China responded by trying to outlaw opium. This occurred as prices were falling due to Americans breaking the British monopoly with product acquired from Turkey.
She noted that the British ramped up production of opium in the early 1800s as the Napoleonic wars got under way.
Britain needed hemp for its navy, Shaw stressed, and traditionally relied on Russia as its supplier. But that came to an end when Napoleon and the Russian czar signed a treaty in 1807.
Five years later, America and Britain came in conflict in the War of 1812, with the Americans burning hemp fields north of the border.
“Those Loyalists were given land in exchange for growing hemp when they lost the American colonies,” Shaw explained.
Meanwhile in the 1800s, China was trying to deal with its growing opium problem by destroying the drug on the docks as it arrived from British-controlled India.
That led to the first of two Opium Wars between China and the British, resulting in humiliating defeats for the Chinese and the loss of its autonomy over Hong Kong and several other seaports.
These colonial wars left a lasting mark on residents of China and their government until today.

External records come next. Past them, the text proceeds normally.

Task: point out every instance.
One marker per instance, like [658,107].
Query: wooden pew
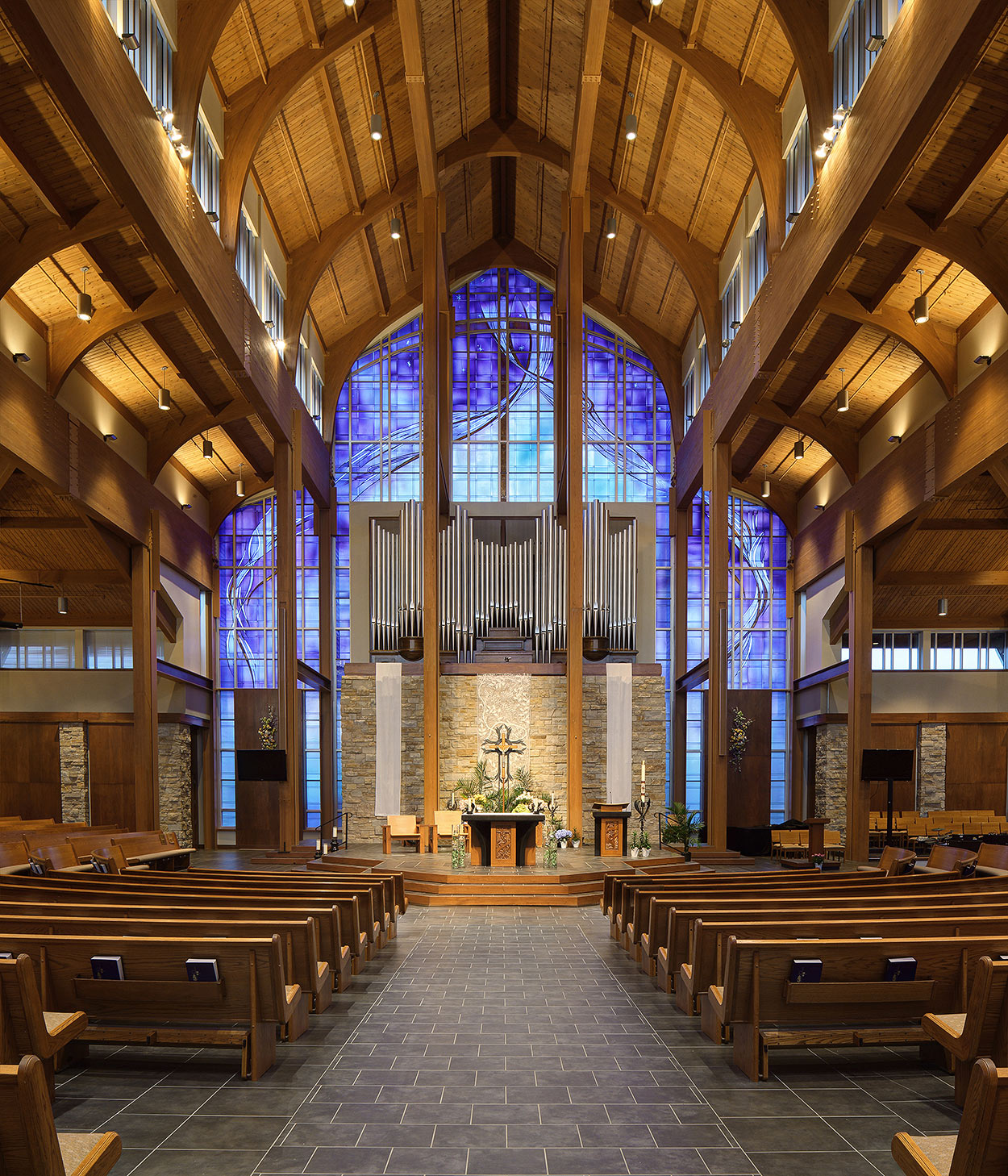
[26,1027]
[710,940]
[30,1142]
[940,889]
[764,1011]
[982,1030]
[156,1004]
[299,937]
[981,1145]
[336,917]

“People get confused sometimes by the amount of blowback [against cannabis] from the Indian and Chinese communities,” Shaw said. “It’s because of how they were handled by the British. It’s because of what was done to them.”
Her lecture also delved into how cannabis was a convenient vehicle for authorities to target Latin Americans, African Americans, hippies, and Jews in America in the 20th century.
But there was one period when hemp made a comeback as an important fibre. That was during the Second World War after the Japanese took over the Philippines, depriving America of its supply of jute.
After the war ended, she said laws against cannabis became an easy way to target the African American community, in particular.
As Canada gets ready to legalize cannabis on October 17, Shaw isn't feeling any sense of complacency that this repression won't disappear anytime soon.
“The end of prohibition isn’t a win,” Shaw emphasized. “It’s a draw. And it’s a war that’s still going on.”
She closed by saying that if there was any take-away from her presentation, it should be to “respect each other and respect the herb.”